So I want to start today by asking you a question. Have you ever been frustrated with God? Have you ever questioned his motives, his timing, his grace, mercy, love or care for you, those around you or those you love the most. It’s in the times in the dr office when it seems like everything is going great, then the cancer diagnosis. When you found out about the affair, the lying about finances, the shock of the addiction or in many cases the sudden and untimely death of a friend or loved one. And you cry out and you ask WHY GOD. WHERE ARE YOU IN ALL OF THIS JESUS? We have prayed and prayed and prayed and fasted and worshiped believing in faith, believing in him for redemption, in healing in wholeness to bring the Holy Spirit to this situation, and yet they still died, they got worse, the marriage ended, they still ran off, your child no longer talks to you. It feels like parts of your life are dead. God…where are you, because surely you are not here. And where is this life and life to the fullest that you have said I would receive? So have you ever been frustrated with God?
In the book of John specially chapter 11 we find characters in moments like this.

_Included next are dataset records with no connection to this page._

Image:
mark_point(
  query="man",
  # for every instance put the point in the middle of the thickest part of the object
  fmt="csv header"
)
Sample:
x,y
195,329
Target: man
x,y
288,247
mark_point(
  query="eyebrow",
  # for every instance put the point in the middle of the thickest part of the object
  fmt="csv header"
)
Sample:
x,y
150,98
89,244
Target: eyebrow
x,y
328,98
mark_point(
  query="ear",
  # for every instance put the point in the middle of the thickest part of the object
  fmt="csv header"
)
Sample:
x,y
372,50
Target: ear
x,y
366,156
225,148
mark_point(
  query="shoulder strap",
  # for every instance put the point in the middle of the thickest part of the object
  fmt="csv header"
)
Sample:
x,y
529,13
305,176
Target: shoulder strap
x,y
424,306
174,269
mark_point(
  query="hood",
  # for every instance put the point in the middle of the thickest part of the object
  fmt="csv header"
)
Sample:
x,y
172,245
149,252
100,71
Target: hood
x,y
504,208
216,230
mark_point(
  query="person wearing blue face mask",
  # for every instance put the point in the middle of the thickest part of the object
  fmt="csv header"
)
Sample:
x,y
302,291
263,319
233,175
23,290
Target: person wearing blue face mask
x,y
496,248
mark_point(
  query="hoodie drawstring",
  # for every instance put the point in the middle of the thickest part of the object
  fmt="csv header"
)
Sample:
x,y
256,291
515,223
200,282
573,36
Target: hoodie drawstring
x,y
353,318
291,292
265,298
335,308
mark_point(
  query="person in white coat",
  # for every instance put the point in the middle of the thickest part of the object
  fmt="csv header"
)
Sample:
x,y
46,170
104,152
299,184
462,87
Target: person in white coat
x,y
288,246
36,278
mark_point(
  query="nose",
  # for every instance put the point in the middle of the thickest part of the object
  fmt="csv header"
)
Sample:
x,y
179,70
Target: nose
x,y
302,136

Lets upon up our bibles to John 11 starting in verse one. Now a man named Lazarus was sick. He was from Bethany, the village of Mary and her sister Martha. 2 (This Mary, whose brother Lazarus now lay sick, was the same one who poured perfume on the Lord and wiped his feet with her hair.) 3 So the sisters sent word to Jesus, “Lord, the one you love is sick.”
A few things to note, John here makes the assumption that the readers already know Martha and Mary most likely because of the circulation of the writings Matthew, Mark and Luke in the church by the time John was written. Martha and Mary are references that can be found in Luke 10, Mark 14 and Matthew 26 in that first verse or two. This is why context is incredibly important when reading and understanding the Bible. Context gives greater insight. There are many lessons that we will learn from this story, first of which, Martha and Mary only send word to Jesus after Lazarus is laying on his deathbed. And they didn't even ask anything from Jesus, just simply informed him of something he already knew. For many of us we do the same thing. We try to control situations until we lose control of situations then go and inform Jesus as if he doesn't already know our situation. It’s a common phrase but one that believers should begin to put into practice. Prayer should be our first response, not our last resort. How many times have we/you held onto situations without inviting God in and then blame him for the outcome?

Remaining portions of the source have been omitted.